This is commonly known as “heat mapping”—an illustration of this being given in Exhibit 4.1. An assessment can then be made as to the potential and plausible outcomes where we need to revise our contingency planning. This would be based on our not being comfortable with the likelihood of the risk crystallizing, or the impact if it does, or a combination of both measures.
Exhibit 4.1 Conducting the scenario analysis
Source: Author’s own.
If we can quantify the measures of likelihood and severity, we can then take the product of these for an “expected loss” style approach to prioritization. An alternative qualitative approach which has been seen to work well is to use the dimensions of impact and level of control/mitigation—the idea here being we focus on high-impact risks we can actually control. An unfortunate by-product of this approach is the potential identification of risks of high impact that we cannot easily control or mitigate—where these are identified it probably results in sleepless nights for the risk manager concerned.
Both approaches are two-dimensional, which lends them well to graphical representation. Practically, anything more complicated may become difficult to interpret, but the ideal metric for prioritizing risks probably includes at least likelihood, severity, reputational impact, level of control/mitigation, and time horizon.
Stress Testing and Credit Risk
The scenario plan/analysis approach lends itself very well to operational risks, where there are many possible causes and typically we cannot use a model-driven approach to evaluate impacts or mitigation. Indeed stress testing, or the taking of a single risk from a continuum to an extreme value, is currently rarely undertaken in operational risk areas.
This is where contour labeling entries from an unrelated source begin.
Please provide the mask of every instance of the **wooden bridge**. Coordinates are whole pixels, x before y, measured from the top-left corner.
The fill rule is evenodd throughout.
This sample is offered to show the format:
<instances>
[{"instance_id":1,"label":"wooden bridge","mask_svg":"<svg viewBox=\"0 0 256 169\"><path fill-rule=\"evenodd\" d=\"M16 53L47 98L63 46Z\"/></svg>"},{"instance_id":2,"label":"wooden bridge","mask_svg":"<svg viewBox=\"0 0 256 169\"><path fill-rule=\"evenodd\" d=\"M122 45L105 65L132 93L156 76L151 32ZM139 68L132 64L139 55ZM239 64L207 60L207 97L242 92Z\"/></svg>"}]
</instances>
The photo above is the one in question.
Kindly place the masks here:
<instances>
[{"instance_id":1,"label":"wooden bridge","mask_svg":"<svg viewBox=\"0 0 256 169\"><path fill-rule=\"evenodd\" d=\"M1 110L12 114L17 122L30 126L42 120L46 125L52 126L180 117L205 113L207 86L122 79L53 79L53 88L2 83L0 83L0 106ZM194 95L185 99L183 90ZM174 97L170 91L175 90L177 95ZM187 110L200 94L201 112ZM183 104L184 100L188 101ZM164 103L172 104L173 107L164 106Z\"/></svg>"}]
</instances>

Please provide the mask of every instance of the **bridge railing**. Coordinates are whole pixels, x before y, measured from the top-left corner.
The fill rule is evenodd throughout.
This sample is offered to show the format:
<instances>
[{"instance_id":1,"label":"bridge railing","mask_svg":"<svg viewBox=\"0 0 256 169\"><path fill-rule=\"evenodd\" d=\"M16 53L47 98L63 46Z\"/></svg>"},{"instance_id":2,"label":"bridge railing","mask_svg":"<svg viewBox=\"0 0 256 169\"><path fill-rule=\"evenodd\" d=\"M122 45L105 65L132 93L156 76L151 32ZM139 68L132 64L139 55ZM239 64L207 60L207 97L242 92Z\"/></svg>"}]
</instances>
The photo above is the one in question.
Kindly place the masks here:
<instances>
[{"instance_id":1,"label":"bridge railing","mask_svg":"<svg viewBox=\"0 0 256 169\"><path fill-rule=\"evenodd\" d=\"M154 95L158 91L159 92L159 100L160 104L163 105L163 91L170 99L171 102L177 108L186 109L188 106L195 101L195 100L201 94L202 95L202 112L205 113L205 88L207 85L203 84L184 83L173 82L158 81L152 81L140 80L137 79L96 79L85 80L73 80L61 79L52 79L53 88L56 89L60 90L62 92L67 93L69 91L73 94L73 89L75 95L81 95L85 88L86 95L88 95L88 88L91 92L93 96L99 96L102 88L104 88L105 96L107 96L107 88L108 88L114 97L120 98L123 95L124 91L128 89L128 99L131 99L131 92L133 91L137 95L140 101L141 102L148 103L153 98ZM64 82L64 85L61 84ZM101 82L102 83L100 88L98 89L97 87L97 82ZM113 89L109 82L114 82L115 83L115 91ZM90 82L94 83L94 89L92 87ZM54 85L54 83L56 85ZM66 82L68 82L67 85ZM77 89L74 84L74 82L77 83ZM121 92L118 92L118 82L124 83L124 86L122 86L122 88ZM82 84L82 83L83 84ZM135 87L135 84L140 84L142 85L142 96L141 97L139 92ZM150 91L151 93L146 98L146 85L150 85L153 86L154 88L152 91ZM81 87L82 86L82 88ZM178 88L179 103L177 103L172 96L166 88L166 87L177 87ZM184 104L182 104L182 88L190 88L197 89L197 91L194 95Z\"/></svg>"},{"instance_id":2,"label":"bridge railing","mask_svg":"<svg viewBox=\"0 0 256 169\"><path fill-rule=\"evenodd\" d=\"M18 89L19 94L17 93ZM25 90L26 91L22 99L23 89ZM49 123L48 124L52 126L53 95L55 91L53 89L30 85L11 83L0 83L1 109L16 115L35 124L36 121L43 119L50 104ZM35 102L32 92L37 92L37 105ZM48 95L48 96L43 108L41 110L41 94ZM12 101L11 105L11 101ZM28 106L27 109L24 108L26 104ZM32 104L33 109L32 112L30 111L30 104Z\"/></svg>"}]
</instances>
The scenario analysis style of approach, however, can also be applied to credit risk. In this area, we would typically be able to be more quantitative in our approach, as we have numbers available relating to exposures, limits and, hopefully, probabilities of default all driven off external ratings or internal models. The exercise in its simplest form would proceed as mentioned earlier, though expert judgment would be used to predict the global impacts of the event in question and then these impacts would be considered from the perspective of their influence on the bank.
It is possible that a little more mathematics would be used here, as compared to the previous example. For example, if the event is (as mentioned earlier) an outbreak of avian flu transmitting to humans, we may use expert judgment (typically involving an economist as well as colleagues in credit risk) to predict the impact on a number of macroeconomic factors, such as employment rate, exchange and interest rates, property price indices, and so on. It is worth noting that a shift in one of these macroeconomic variables will typically produce a twist in the risk variables.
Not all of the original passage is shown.